Let me take you back to last summer, Ireland’s inaugural Test match against Pakistan in Dublin. Were you nervous? “I tend not to stress.” I can vouchsafe for that. Tim’s nonchalant attitude to life has been known to us since he was a baby.
“We won the toss and elected to field. So I knew I would be bowling the first ball in Ireland’s Test history and I must admit that, at that point, I was pretty tense. After one over, I was fine.” Do you remember the national anthems? It was an amusing moment. The Murtagh clan was present in force at the match. We were asked by the announcer to stand for the national anthem of Pakistan. Silence. Nothing happened. The wait became irritating, then embarrassing, then funny. “Send someone to fetch the CD!” shouted one wag. “Whaddye expect? Dis is Oirland!” concluded another. Eventually the CD was located, the anthems sung and the game got underway. “I enjoyed the whole occasion,” said Tim. I should say so. He bowled well, doing what he is good at, relying on the eternal verities of line and length learned in a lifetime in county cricket, all the while nibbling the ball around just enough, taking 4-45 in the first innings with a further two wickets in the second. Ireland lost the match by 5 wickets but had acquitted themselves honourably.

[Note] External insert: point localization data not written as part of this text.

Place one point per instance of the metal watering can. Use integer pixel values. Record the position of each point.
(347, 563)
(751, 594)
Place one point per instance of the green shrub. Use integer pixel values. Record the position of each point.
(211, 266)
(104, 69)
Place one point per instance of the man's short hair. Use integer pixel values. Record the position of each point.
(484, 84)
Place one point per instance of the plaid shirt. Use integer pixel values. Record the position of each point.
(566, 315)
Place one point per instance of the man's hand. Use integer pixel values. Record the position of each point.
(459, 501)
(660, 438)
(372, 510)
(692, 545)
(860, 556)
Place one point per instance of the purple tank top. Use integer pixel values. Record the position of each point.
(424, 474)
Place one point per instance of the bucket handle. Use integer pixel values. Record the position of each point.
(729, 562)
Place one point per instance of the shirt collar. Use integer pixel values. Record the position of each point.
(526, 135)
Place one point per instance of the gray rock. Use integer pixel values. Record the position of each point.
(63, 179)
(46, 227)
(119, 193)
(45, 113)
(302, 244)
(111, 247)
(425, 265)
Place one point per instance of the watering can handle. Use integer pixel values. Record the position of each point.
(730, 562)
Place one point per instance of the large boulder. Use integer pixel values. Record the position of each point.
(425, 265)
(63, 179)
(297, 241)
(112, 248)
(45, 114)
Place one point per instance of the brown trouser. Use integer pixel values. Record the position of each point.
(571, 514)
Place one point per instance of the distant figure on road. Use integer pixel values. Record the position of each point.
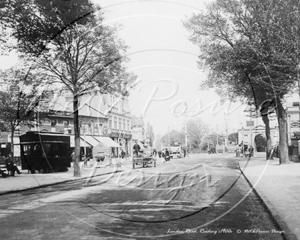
(10, 166)
(4, 175)
(136, 148)
(73, 156)
(159, 153)
(167, 155)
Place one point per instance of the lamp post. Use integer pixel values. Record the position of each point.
(243, 149)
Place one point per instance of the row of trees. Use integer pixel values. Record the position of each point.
(251, 52)
(67, 46)
(199, 136)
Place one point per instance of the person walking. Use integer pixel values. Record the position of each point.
(136, 148)
(3, 174)
(10, 166)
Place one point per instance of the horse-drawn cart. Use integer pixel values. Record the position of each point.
(144, 161)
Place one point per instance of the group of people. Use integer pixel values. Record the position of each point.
(10, 167)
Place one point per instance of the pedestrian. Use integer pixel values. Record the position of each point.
(167, 155)
(136, 148)
(154, 152)
(3, 174)
(10, 166)
(159, 153)
(184, 152)
(122, 153)
(73, 156)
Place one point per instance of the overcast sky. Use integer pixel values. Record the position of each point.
(165, 62)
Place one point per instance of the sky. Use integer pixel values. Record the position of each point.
(165, 62)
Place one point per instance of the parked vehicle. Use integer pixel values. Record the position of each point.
(176, 152)
(144, 159)
(212, 150)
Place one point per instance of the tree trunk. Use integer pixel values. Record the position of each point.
(76, 135)
(266, 121)
(12, 143)
(283, 134)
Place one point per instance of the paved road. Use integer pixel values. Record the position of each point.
(201, 197)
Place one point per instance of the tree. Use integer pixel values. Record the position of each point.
(233, 137)
(86, 59)
(213, 140)
(196, 131)
(150, 134)
(34, 23)
(244, 44)
(172, 137)
(18, 100)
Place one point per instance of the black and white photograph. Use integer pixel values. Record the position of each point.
(149, 119)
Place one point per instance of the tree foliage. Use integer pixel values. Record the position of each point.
(35, 23)
(196, 131)
(19, 99)
(250, 51)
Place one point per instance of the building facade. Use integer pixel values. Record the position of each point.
(104, 115)
(138, 129)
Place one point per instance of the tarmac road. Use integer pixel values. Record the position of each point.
(201, 197)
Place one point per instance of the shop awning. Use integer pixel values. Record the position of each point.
(82, 142)
(107, 141)
(90, 140)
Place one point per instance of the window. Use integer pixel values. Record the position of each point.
(96, 130)
(110, 123)
(115, 123)
(100, 128)
(53, 123)
(66, 123)
(120, 123)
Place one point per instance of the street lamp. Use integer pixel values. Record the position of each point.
(243, 149)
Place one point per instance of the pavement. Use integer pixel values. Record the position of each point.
(27, 180)
(279, 188)
(277, 185)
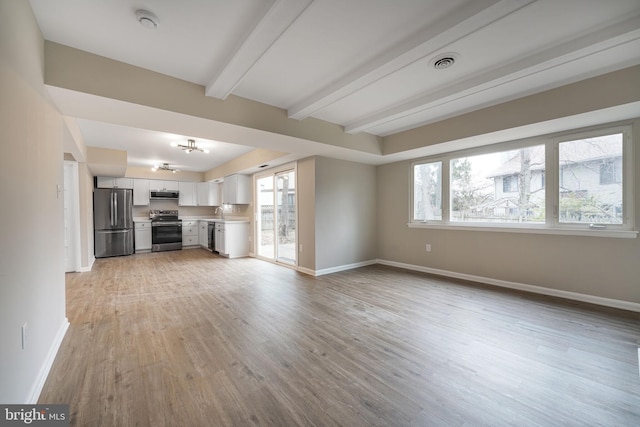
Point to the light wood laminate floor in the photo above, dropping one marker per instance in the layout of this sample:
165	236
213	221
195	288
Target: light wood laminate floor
190	339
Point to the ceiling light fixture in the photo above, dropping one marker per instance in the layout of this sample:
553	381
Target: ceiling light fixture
191	146
164	167
147	19
443	61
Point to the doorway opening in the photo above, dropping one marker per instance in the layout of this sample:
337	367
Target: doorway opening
276	222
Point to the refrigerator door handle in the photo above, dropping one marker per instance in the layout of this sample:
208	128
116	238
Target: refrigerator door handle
115	209
112	213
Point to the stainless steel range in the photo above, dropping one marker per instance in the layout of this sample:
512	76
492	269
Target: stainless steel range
166	230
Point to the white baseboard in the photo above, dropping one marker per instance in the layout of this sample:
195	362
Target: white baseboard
336	269
89	267
36	388
608	302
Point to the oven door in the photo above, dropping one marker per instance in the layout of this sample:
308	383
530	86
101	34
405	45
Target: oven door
166	235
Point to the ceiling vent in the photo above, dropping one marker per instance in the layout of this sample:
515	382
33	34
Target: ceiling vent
443	61
147	19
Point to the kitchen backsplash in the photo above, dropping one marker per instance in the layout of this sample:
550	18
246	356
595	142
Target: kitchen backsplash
197	211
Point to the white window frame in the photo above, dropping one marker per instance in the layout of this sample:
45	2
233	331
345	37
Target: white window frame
552	224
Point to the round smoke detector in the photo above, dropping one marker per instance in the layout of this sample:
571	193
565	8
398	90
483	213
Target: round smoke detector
443	61
147	19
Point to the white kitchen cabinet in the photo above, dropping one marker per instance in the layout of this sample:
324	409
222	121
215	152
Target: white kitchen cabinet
203	234
232	239
141	192
142	231
158	185
208	193
236	190
110	182
187	195
189	233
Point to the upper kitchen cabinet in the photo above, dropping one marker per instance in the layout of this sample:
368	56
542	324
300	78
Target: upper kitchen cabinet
208	193
157	185
110	182
187	195
141	192
236	190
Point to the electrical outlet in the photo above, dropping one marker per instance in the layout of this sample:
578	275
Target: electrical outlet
24	336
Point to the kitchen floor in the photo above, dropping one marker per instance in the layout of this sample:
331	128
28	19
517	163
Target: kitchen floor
189	338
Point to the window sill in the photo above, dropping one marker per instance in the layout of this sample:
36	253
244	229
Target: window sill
621	234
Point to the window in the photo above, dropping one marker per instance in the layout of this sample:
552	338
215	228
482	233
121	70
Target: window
591	189
510	184
499	187
427	192
504	185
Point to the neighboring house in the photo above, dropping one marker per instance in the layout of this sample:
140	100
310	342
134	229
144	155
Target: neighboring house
590	183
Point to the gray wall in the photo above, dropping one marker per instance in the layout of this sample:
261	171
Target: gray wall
345	213
32	288
602	267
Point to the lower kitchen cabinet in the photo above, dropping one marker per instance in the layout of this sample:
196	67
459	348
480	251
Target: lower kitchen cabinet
142	236
232	239
203	234
189	233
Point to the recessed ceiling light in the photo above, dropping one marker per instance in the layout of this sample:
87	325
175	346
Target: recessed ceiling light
443	61
147	19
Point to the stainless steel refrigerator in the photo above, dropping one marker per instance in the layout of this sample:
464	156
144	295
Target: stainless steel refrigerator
113	222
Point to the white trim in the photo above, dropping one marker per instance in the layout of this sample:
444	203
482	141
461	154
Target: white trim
530	229
337	268
89	267
308	271
38	384
72	190
608	302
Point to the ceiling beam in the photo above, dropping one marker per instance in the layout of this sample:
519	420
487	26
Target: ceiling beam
598	42
271	27
464	21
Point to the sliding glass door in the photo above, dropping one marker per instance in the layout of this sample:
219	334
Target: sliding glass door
276	222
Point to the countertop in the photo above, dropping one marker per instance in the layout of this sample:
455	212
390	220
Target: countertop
197	218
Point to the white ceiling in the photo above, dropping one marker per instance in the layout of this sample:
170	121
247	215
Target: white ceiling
362	64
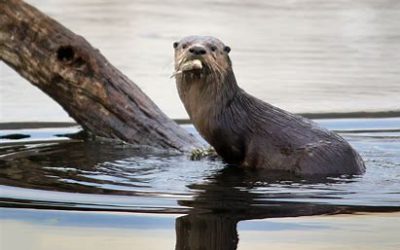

One swallow does not make a summer. How do you see the future of Irish cricket unfolding? “Well, we have the Test against England at Lord’s next summer.” Indeed. That will be proud moment for his family, providing he’s fit and raring to go. He wondered aloud if he might mistakenly head towards the home dressing room and give Jimmy Anderson a piece of his mind for pinching his locker. As for the long-term future of his adopted country, he was guardedly optimistic. “No use sitting on our laurels, satisfied that we have now achieved what we all wanted, Test status. We need to kick on. Truthfully, the facilities remain Spartan. There’s only one indoor net in the whole country and, as you know, it often rains over there. So money needs to be ploughed into the game. It’s up to the youngsters now. Maybe, our example can inspire them….”
What about life after cricket? “Is there life after cricket, Uncle Andy?” An interesting metaphysical question, Tim. I tend to think not. The trick is to find something to do that is satisfying and rewarding but still keeps you in touch with the game you love. “I’ve been on a few courses run by the PCA (Professional Cricketers Association) and I’m getting my coaching badges.” He then dropped a hint as to his future plans, which came as a surprise. But then, perhaps not. “I might consider something similar to what you did, director of cricket at a school.” Director of Cricket! Never heard of the expression. I was known as Master-in-charge of Cricket. But I could see the way his mind was working. Why was it not a complete surprise? His grandfather was a teacher. His father and two uncles were teachers. His sister is a teacher. It’s in Murtagh blood. Good holidays, rubbish pay. “Don’t need the money, Uncle Andy. Do it for the love of the game.” I laughed. You never know with Tim whether he’s being entirely serious.